Ansonsten würde ich mir Teamstudio anschaffen und nur das zu dokumentieren, was nicht durch Teamstudio Analyzer abgedeckt ist.
Gruß Axel
TMC:
Ich kann da Axel's Meinung und Erfahrung nur zustimmen.
Ich habe gerade überlegt, mal als Anhaltspunkt hier ein paar Hauptkapitelüberschriften für die Gliederung einer Admin-, Entwickler- und Anwenderdoku reinzuschreiben - aber ohne konkret zu wissen was dokumentiert werden soll (Art und Umfang der App, etc.) ist das schwierig bis unmöglich was allgemeines zu empfehlen.
Dazu kommt bei der Endanwenderdoku: Wer ist die Zielgruppe? Leute die schon jahrelang Notes anwenden oder soll die Doku auch für Neulinge taugen, muss man also z.B. auch erwähnen, wie eine Dokument von einer View heraus geöffnet werden kann?

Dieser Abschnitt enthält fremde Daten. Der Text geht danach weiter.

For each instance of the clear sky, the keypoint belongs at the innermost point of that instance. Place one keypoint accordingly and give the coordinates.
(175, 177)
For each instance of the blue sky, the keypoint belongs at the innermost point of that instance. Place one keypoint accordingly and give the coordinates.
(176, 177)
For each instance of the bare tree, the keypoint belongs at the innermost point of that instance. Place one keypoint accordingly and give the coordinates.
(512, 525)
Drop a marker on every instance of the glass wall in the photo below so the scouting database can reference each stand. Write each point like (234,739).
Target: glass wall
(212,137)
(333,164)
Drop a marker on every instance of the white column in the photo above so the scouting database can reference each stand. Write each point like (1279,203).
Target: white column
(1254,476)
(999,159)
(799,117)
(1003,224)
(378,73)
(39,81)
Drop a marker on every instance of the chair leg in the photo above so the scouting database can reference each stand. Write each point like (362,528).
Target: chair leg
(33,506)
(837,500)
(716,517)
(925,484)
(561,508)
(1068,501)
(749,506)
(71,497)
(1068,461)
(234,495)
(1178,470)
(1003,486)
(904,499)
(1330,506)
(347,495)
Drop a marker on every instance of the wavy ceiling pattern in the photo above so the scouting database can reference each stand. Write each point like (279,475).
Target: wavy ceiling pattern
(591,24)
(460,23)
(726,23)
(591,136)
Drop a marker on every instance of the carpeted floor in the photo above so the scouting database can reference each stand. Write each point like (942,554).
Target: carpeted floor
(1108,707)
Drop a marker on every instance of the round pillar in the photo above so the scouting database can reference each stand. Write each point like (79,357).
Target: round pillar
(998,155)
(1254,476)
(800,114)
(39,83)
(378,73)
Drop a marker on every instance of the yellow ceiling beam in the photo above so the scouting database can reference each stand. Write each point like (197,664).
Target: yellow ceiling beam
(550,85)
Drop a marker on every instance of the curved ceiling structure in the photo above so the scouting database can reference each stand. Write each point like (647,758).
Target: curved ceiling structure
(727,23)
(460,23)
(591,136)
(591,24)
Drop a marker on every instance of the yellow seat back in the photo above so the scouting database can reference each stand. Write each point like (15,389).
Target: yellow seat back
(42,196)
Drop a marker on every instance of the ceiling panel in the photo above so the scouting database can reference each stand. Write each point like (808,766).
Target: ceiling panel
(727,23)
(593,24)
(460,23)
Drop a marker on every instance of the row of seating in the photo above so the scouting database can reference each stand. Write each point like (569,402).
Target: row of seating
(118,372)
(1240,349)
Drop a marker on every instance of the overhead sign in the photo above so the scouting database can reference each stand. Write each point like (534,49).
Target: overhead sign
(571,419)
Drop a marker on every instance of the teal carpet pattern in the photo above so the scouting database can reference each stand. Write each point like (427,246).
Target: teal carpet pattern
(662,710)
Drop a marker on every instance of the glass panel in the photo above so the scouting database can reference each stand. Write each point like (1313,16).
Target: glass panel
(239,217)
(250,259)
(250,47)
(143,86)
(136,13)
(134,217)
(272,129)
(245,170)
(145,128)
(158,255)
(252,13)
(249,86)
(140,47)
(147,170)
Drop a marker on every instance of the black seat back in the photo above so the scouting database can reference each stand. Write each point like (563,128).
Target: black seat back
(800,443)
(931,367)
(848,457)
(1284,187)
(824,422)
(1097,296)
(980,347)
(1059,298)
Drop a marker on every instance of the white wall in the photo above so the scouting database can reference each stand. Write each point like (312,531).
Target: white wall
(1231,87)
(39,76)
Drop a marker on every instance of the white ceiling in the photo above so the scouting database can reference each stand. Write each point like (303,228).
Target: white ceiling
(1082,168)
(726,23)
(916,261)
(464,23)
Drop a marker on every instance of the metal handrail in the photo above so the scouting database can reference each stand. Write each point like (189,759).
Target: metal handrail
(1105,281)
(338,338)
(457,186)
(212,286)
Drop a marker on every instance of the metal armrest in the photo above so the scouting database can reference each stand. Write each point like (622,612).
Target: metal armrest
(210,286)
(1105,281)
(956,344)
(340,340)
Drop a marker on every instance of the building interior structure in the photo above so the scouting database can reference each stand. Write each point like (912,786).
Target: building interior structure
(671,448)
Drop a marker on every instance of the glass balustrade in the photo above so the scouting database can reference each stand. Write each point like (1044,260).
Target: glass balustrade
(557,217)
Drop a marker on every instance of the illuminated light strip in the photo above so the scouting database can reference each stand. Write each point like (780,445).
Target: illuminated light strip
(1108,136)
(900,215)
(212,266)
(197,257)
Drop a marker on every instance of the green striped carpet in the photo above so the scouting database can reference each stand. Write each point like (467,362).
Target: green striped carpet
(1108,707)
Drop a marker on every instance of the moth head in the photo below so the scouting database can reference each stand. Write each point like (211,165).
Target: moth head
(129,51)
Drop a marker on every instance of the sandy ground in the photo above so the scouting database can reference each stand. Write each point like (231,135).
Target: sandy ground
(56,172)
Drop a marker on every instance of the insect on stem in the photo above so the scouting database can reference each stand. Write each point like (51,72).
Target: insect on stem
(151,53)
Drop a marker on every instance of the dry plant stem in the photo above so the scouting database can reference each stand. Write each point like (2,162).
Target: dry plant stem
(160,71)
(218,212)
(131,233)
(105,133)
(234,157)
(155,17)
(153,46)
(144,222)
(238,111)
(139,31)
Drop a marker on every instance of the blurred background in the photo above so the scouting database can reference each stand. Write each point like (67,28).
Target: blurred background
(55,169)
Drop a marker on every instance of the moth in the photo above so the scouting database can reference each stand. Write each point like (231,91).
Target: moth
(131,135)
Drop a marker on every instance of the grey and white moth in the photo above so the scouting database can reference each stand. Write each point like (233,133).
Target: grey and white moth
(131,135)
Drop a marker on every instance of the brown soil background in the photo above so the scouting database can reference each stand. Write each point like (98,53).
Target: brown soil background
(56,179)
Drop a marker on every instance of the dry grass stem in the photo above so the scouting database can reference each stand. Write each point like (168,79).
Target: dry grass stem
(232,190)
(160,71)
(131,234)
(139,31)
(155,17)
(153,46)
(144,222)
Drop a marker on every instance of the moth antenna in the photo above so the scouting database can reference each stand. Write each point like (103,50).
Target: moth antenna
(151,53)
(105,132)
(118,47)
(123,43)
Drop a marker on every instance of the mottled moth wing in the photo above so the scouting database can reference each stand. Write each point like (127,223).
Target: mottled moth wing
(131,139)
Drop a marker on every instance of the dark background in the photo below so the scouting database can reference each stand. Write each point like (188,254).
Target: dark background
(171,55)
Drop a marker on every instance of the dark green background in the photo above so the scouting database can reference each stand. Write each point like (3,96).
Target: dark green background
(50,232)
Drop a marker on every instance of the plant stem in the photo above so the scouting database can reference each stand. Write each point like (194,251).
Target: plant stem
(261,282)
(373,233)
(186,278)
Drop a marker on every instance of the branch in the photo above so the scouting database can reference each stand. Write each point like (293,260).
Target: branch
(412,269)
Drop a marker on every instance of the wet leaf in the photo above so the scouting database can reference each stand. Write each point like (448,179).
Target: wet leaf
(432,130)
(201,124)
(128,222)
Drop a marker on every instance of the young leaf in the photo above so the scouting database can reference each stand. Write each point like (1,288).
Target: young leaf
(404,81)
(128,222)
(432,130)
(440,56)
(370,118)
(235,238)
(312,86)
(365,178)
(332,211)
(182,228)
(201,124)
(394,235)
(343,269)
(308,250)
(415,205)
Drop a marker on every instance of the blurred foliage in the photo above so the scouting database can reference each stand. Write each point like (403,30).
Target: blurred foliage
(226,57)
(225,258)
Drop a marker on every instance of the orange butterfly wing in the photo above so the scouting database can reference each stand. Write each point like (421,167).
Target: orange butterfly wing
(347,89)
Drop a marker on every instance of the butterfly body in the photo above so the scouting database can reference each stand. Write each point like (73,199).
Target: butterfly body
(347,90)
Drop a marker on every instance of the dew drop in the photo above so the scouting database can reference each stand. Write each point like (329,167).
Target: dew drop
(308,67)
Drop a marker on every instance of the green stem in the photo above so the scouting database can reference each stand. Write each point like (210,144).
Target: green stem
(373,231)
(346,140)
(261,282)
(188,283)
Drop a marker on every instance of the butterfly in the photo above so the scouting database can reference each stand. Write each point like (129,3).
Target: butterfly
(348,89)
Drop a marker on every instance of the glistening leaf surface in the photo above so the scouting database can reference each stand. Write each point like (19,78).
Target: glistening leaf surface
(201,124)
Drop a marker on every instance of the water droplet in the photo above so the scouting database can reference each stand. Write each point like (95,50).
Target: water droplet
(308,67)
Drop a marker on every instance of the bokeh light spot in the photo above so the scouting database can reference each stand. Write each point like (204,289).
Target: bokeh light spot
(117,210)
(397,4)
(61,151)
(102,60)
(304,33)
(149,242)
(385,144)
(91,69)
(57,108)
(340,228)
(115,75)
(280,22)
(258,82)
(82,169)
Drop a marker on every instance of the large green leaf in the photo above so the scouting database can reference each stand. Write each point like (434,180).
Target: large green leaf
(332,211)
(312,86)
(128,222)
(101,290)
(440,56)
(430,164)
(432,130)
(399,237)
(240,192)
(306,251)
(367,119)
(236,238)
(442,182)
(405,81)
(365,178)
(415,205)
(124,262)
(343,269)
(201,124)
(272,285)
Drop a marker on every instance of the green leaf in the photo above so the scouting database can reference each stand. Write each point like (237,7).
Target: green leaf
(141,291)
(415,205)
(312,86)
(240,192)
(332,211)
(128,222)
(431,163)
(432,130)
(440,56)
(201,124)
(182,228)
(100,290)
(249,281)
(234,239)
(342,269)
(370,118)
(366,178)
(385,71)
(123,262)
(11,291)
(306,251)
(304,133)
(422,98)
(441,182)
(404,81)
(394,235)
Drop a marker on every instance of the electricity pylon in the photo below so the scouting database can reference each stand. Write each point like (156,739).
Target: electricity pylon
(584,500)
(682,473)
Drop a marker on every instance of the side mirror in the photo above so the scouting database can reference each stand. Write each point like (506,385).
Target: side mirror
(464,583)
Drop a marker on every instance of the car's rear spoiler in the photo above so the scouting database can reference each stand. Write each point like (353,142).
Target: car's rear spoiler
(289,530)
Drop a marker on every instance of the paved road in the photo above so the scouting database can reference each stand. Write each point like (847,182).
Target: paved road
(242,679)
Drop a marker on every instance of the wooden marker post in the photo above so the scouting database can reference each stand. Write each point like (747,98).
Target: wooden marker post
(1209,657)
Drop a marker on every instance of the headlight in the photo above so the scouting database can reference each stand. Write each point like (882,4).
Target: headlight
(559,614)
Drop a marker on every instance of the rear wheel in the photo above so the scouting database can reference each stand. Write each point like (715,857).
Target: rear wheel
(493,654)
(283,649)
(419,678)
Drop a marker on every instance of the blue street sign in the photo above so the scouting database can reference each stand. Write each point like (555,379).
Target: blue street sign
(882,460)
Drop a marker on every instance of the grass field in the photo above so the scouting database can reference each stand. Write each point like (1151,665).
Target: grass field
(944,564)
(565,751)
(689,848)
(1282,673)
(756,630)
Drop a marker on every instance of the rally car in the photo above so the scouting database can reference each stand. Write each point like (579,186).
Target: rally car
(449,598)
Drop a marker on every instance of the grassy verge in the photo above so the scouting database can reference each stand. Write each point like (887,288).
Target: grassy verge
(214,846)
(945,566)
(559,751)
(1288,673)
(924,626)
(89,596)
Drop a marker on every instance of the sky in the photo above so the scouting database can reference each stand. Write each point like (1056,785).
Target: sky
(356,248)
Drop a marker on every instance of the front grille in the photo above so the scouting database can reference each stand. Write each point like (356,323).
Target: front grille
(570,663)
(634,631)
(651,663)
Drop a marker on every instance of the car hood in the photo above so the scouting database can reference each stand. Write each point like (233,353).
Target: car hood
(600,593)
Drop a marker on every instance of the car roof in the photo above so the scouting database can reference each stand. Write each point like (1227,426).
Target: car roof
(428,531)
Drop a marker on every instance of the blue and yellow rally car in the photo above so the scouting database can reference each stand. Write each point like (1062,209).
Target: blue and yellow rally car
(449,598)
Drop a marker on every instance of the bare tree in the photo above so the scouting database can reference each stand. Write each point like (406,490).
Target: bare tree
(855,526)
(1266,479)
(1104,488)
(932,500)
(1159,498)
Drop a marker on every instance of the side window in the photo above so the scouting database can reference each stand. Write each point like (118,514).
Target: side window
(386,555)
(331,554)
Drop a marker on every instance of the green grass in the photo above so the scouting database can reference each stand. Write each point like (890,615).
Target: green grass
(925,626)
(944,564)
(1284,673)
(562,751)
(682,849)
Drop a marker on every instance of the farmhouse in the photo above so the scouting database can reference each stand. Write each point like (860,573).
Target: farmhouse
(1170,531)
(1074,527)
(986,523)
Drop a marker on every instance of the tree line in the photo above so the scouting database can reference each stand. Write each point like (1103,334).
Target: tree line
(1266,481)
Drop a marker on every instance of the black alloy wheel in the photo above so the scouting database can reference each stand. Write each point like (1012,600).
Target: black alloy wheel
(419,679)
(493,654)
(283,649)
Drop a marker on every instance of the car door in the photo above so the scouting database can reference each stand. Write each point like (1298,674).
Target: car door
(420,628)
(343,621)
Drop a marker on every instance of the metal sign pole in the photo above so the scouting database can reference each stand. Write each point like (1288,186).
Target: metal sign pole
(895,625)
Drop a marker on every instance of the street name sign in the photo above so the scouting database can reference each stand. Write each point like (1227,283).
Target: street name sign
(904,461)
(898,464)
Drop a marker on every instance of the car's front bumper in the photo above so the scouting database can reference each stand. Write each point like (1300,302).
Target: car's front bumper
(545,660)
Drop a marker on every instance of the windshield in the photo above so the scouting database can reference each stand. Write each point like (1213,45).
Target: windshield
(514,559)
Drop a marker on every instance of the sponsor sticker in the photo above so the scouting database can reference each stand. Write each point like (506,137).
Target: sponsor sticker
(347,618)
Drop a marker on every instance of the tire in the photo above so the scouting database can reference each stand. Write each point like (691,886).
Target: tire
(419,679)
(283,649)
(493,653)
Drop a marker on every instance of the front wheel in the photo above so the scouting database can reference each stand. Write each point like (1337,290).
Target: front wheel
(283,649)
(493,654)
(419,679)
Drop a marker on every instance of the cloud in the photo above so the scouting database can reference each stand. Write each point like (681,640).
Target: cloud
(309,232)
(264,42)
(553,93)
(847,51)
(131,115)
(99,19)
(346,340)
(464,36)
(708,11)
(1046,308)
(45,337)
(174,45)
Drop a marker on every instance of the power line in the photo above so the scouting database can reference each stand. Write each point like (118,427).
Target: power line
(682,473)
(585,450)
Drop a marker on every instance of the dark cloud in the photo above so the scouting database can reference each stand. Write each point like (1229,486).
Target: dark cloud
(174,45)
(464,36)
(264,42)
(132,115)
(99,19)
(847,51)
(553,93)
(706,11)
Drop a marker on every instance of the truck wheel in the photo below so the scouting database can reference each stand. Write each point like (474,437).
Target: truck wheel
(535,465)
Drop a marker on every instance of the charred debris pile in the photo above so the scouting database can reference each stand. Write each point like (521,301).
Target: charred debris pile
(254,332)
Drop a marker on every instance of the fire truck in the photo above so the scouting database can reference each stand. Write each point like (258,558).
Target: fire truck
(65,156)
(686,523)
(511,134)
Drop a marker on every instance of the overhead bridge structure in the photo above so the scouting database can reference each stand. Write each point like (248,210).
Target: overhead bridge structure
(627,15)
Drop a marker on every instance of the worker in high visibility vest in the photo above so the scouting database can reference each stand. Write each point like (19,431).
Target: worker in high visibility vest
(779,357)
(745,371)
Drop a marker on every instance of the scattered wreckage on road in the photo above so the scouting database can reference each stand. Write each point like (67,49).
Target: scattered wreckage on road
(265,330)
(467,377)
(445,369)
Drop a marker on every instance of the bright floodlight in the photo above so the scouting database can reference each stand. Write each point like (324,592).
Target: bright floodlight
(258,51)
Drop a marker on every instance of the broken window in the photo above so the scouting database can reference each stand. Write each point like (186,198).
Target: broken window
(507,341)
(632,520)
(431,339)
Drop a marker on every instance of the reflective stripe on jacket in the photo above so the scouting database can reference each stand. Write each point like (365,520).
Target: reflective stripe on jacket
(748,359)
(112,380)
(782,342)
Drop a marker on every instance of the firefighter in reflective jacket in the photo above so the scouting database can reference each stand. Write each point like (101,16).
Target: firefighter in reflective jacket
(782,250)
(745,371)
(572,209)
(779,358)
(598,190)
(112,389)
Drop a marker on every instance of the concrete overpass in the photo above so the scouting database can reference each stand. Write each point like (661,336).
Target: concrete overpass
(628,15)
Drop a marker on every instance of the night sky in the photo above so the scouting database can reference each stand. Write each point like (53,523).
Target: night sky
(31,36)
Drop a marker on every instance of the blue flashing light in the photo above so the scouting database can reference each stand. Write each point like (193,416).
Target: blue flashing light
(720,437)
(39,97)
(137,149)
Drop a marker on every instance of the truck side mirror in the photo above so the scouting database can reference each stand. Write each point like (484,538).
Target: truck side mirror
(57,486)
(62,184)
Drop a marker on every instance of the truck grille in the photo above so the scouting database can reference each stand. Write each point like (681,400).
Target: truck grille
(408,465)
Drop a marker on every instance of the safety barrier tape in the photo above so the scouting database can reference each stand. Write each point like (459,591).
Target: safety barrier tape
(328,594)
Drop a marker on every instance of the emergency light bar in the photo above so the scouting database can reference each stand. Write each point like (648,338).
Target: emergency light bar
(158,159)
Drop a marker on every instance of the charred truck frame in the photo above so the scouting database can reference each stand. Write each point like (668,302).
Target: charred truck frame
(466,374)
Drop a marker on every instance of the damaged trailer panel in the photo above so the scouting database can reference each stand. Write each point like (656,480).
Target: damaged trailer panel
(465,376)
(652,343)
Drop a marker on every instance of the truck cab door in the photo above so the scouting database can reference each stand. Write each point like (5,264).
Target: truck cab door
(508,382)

Meine Erfahrung zeigt, dass die meisten Endanwender eh die Doku nie lesen werden. Besser daher: Mehr Zeit in die Schulung und dann in die Betreuung der ersten Wochen nach der Einführung stecken. Am besten ist es eh, wenn die App Notestypisch intuitiv aufgebaut ist und man nur auf Besonderheiten eingehen muss.